Justin shook his head harshly.  “How dare you.  How could you be this disrespectful in my own fucking house, Sheridan?”  He turned his chair completely away from her. r32;
“Justin wait.  Listen to me!”

But he didn’t wait.  

“I want you out,” he called to her once he’d glided back over to the doorway.  “Get your stuff and leave.”

“I’ll call him right now and prove it!” She yelled, the tears pouring out of her eyes as she frantically dug her phone out of her pocket.  “I’ll prove it!”

Justin only shook his head, like he was finished trying to reason with her, and disappeared into the house.

But Sheridan was determined.  She frantically pulled up Juan’s number and pressed send, hoping and praying that he would answer.  That he would agree to talk some sense into Justin for her.

What she heard next, made her want to vomit.

“The number you have dialed is not in service at this time...


She pulled the phone away from her ear and stared at it stupidly.  It was as if her friend never existed.  It was all a lie and she was a fool.  The phone slid out of her hand and hit the deck with a miserable thud.  She didn’t know what else to do, but she figured it wasn’t benefitting her to stay.  Justin didn’t love her anymore.  She’d completely turned him against her, and for what? For a little comfort from somebody she barely knew? It was all in her head.  She’d been losing it...not even aware of that fact, and now...now she was going to lose the one person she loved more than anything because of it.  
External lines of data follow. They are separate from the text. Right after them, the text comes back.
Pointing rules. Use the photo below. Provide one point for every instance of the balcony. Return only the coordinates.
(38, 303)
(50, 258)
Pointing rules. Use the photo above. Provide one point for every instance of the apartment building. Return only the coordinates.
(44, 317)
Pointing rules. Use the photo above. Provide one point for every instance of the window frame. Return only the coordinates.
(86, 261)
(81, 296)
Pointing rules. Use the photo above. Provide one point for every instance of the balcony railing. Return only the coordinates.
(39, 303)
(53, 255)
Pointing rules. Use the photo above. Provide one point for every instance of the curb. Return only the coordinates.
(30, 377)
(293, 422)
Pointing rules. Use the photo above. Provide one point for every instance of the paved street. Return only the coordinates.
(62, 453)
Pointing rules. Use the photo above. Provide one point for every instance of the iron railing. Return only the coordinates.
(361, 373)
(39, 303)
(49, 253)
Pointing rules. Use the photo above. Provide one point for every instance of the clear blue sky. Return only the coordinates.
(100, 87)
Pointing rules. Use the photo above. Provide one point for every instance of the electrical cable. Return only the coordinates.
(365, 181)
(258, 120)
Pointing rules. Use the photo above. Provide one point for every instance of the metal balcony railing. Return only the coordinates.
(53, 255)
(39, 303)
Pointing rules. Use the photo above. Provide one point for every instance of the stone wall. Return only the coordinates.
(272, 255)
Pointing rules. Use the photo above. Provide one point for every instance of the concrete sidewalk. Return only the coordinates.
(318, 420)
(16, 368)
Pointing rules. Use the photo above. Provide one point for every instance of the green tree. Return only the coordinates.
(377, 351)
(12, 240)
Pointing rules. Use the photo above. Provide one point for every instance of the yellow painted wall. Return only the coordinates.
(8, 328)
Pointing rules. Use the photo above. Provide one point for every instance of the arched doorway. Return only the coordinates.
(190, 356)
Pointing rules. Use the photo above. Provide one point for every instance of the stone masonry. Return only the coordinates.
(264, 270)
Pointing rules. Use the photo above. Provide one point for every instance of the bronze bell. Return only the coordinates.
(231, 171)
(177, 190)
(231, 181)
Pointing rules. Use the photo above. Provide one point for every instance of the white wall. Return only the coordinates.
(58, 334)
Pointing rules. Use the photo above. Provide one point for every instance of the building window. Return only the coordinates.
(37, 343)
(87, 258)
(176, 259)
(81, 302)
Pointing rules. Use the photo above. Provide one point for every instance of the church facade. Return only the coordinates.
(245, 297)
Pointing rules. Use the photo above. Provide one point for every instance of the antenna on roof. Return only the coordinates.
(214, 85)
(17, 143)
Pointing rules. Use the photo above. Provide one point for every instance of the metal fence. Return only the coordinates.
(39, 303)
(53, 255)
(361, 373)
She ran through the house and quickly shoved her clothes into the bags she’d brought with her.  Justin was no where to be found when she came back downstairs, but Sheridan liked it better that way.  There was no reason to say goodbye to him.  It was obvious that three weeks had changed them, strained their relationship, and what happened with Juan and Rachael had been the last straw.  She needed to get her life together, pack, go back to school and move on with her life.  Justin would move on with his, just like she knew he would from the moment he told her he was leaving the ranch.  Soon, it would seem as if they’d never known one another, that they’d never fallen in love.  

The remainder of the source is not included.